Sébastian BARRY est un auteur qui ne se contente pas des idées établies. Il entre dans la vie de ses personnages, réels ou imaginaires, sans préjugé en cherchant simplement à les replacer dans le contexte, à comprendre leur destin. Chez lui les univers du héros et de l'antihéros se superposent, l'humain est mis à nu sans complaisance, qualités et défauts, passés glorieux et honteux sont vécus par le lecteur comme quelque chose de normal. Il s'agit tout simplement de convictions, de choix qui peuvent faire basculer le personnage du"bon" ou du "mauvais" côté et susciter la liesse ou la vindicte populaire.

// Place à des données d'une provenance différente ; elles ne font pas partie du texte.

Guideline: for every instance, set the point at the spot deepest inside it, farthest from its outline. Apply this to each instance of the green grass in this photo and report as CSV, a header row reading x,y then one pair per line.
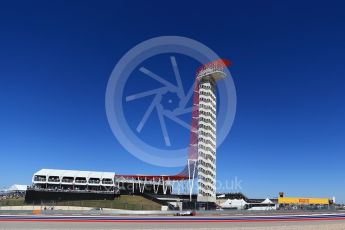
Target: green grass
x,y
122,202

Son célèbre roman "The Whereabouts of Eneas McNulty" en français " les tribulations d'Eneas McNulty", raconte l'histoire d'un jeune homme né en 1900 à Sligo. Il est l'aîné d'une fratrie de 4 enfants et rêve d'aventures; la première sera, on s'en doute, son engagement dans le premier conflit mondial, aux côtés de l'armée Britannique. Ce choix, comme celui de beaucoup de ses compagnons, n'est pas du goût des républicains qui luttent clandestinement contre la royale Couronne. A la fin de la guerre, de retour au pays, il s'engage dans la police de Dublin qui défend "loyalement" les intérêts du Roi. C'est encore un choix qui sera qualifié de trahison par ses amis d'enfance. Eneas McNulty quittera l'Irlande et entamera une fuite en avant, plus ou moins aventureuse, à travers le monde.

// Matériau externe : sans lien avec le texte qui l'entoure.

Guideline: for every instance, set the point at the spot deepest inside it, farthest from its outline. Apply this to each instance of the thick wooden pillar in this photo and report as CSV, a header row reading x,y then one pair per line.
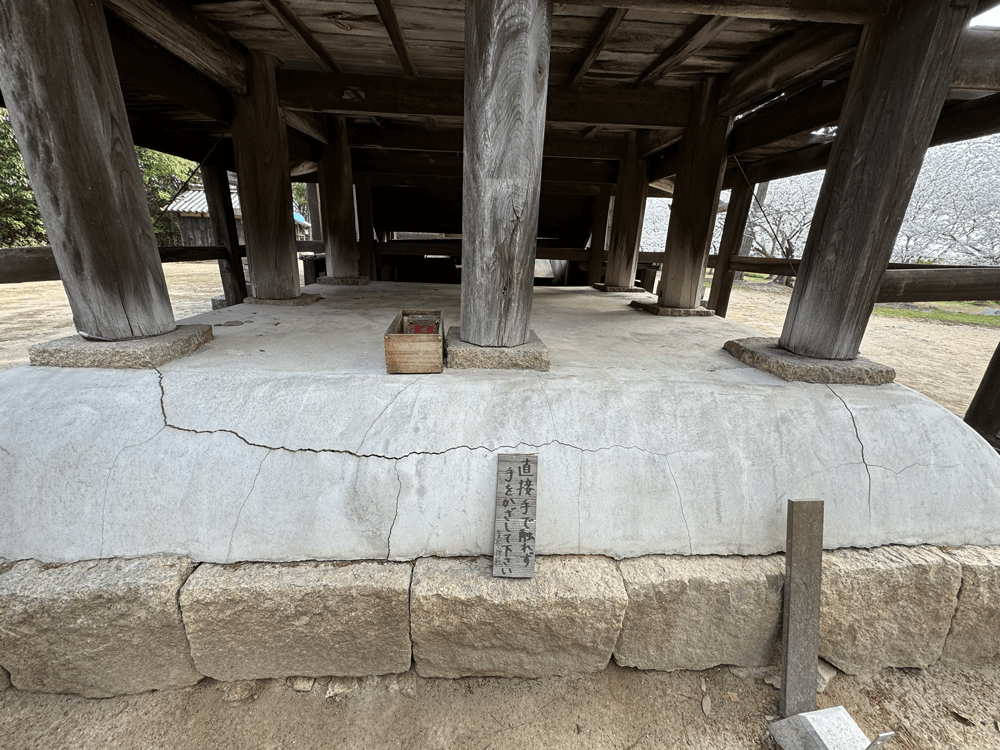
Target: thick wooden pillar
x,y
260,139
336,188
700,169
740,201
61,87
984,412
220,209
630,210
599,236
901,75
506,83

Sébastian BARRY explore, et s'inspire de cette période de l'histoire irlandaise, des années 1920, dans sa pièce de théâtre " Le régisseur de la Chrétienté" . où on trouve un ancien commissaire de police, Thomas Dunne, lui aussi "loyaliste" et catholique, enfermé dans un hospice de vieillards et en proie aux affres du passé. Son fils Willie est mort en combattant avec les Britanniques en 14-18, sa fille Dolly est partie aux USA, il reste sa fille Maud, qui vit de dépression en dépression, et sa fille Annie, bossue, qui lui rend visite dans cette chambre vétuste de l'hospice de Baltinglas. Le quotidien, quant à lui, se limite aux entrées et sorties de l'aide soignant brutal , Monsieur Smith, et de la gouvernante Madame O'Dea.

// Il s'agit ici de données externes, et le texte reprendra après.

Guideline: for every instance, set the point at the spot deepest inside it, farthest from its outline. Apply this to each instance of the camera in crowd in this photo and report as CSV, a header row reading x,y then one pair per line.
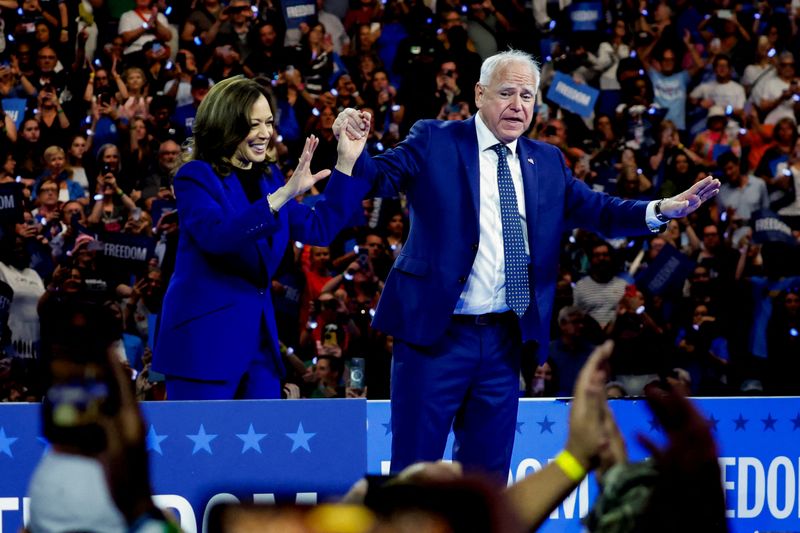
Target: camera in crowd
x,y
76,337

La vie de la famille Dunne a beaucoup inspiré Sébastian BARRY; ce serait l'histoire de sa propre famille. On retrouve le héros malheureux de la première guerre mondiale, Willie Dunne , dans son roman "Un long long Chemin". Le tragique destin de Willie Dunne, "mort pour sauver l'Europe", comme le précise l'auteur dans "Le régisseur de la Chrétienté", est ici relaté avec des détails étonnants. 1914, le front des Flandres, les tranchées, l'eau , la boue, le froid et la mitraille avec en prime la mort omniprésente... Je ne sais pas si Sébastian Barry a écrit ce roman à partir de la correspondance de Willie Dunne, mais je trouve beaucoup de passages semblables à ceux racontés par notre héros local Joseph Le Bars (travail actuel des associations d'Esquibien "Culture et Patrimoine" et "Théâtre Ephémère" pour la commémoration du 11 novembre; voir article en actualité sur ce site). Nos deux héros sont nés en 1896; ils sont au même moment, sur le même front, dans les mêmes conditions de vie. Il serait sous doute intéressant de rapprocher les deux correspondances. J'ai interprété le rôle de Thomas Dunne dans "Le régisseur de la Chrétienté" et je peux dire que lors du passage de la lecture de la lettre de Willie, j'ai l'impression de lire une lettre de Joseph. J'ai changé de pièce, mais je retrouve le même personnage. L'un écrivait à son père, l'autre écrivait à sa mère; d'ailleurs je me suis servi de la lettre, lue sur le plateau du "Régisseur de la Chrétienté", pour le tournage des images sur la vie de Joseph le Bars. La lettre que lit la mère de joseph est celle que lisait le père de Willie.